MQTT JSON Event Publishing: Each detection event publishes a JSON payload to camera/face containing the face count, whether the face is known, the matched name, and a millisecond timestamp. Home Assistant MQTT integration subscribes and triggers automations such as unlocking a door for known faces.
Enrolment via MQTT Command: Publishing "ENROL" to camera/command puts the ESP32 into enrolment mode. The next detected face is captured, its embedding extracted, and stored to flash with a name label. Up to ten faces can be enrolled.

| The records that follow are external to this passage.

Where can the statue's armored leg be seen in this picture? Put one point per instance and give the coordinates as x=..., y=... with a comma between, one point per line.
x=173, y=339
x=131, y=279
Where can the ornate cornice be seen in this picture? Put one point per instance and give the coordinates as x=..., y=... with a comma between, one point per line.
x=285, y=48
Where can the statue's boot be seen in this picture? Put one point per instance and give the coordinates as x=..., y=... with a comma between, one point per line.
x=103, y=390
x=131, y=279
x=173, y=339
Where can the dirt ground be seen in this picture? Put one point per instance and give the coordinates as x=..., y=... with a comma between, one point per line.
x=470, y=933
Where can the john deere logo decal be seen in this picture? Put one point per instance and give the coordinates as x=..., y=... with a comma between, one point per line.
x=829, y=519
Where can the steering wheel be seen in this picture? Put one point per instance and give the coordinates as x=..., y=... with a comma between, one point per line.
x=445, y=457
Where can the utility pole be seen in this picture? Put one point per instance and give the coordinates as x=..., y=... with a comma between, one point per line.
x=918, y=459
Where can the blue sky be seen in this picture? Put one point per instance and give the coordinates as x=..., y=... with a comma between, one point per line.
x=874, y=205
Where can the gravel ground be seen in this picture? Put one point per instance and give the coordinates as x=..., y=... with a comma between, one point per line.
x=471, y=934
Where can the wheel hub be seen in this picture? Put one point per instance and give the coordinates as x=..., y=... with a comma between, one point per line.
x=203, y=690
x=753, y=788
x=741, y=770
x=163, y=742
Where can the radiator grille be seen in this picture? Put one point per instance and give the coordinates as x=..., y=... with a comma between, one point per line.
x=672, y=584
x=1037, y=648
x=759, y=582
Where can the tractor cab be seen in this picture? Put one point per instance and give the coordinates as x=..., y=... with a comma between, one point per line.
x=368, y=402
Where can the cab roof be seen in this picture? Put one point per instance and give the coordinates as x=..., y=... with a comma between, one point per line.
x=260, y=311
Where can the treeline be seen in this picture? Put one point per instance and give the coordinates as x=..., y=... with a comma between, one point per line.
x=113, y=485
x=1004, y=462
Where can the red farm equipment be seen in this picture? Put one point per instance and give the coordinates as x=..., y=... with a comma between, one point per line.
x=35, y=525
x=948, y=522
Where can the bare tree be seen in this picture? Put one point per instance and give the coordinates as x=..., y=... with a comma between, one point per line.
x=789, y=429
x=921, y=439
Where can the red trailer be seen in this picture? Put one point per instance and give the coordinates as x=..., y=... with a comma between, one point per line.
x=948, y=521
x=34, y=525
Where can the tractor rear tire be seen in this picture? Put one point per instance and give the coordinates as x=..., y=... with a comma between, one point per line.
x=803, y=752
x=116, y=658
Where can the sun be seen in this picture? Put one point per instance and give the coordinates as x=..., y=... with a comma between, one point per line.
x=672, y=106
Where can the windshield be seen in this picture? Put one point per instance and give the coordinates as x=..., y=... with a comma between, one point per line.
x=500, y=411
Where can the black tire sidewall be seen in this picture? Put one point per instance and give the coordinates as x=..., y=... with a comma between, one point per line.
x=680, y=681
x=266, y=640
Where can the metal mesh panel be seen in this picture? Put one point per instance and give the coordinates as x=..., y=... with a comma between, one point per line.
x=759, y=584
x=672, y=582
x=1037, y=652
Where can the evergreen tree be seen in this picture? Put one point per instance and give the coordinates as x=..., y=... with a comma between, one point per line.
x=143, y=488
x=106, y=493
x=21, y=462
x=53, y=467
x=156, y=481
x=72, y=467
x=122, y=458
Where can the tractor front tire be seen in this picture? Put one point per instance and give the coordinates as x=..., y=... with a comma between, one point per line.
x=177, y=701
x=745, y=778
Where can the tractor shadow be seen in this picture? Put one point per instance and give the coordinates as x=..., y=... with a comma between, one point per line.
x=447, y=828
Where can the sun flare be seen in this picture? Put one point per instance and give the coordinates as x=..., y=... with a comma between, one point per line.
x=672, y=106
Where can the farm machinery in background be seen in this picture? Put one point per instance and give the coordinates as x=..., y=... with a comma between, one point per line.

Flash Template Persistence: read_face_id_from_flash_with_name() and write_face_id_to_flash() store and retrieve face embeddings from the ESP32 flash partition. Templates survive power cycles without requiring re-enrolment.
Applications
- Smart doorbell that unlocks for family members and alerts for strangers
- Home Assistant integration triggering personalised lighting scenes per person
- Office visitor management with known-staff vs visitor classification
- Secure equipment cabinet that opens only for authorised faces
Troubleshooting
get_face_id_with_name returns null for enrolled faces
The recognition threshold may be too strict. Increase the face recognition threshold value in the fr_forward configuration. Re-enrol under consistent lighting conditions for better template quality.
MQTT disconnects frequently during face processing
Face recognition is CPU-intensive and can block the loop for 200-500 ms. Move MQTT keep-alive to a FreeRTOS task on core 1 while face processing runs on core 0.
False positives: unknown faces match enrolled templates
Reduce the recognition distance threshold to make matching stricter. A threshold of 0.4 is stricter than the default 0.5; tune based on your lighting environment.
Upgrades
- Add Home Assistant MQTT discovery for automatic device registration
- Store annotated face capture photos to SD with the matched name overlaid
- Add a solenoid door lock triggered directly by the ESP32 on known face detection
- Add liveness detection to reject printed photos used to spoof the camera
FAQ
You need an ESP32 DevKit, TODO: sensor, FTDI TX, a breadboard, jumper wires, and a USB cable for power and programming.
Only the Advanced stage uses Wi-Fi. Beginner and Intermediate builds run offline on the ESP32 with USB power.
Start with Beginner if you are new to ESP32-CAM. Use Intermediate for OLED feedback and Advanced for dashboards or connected monitoring.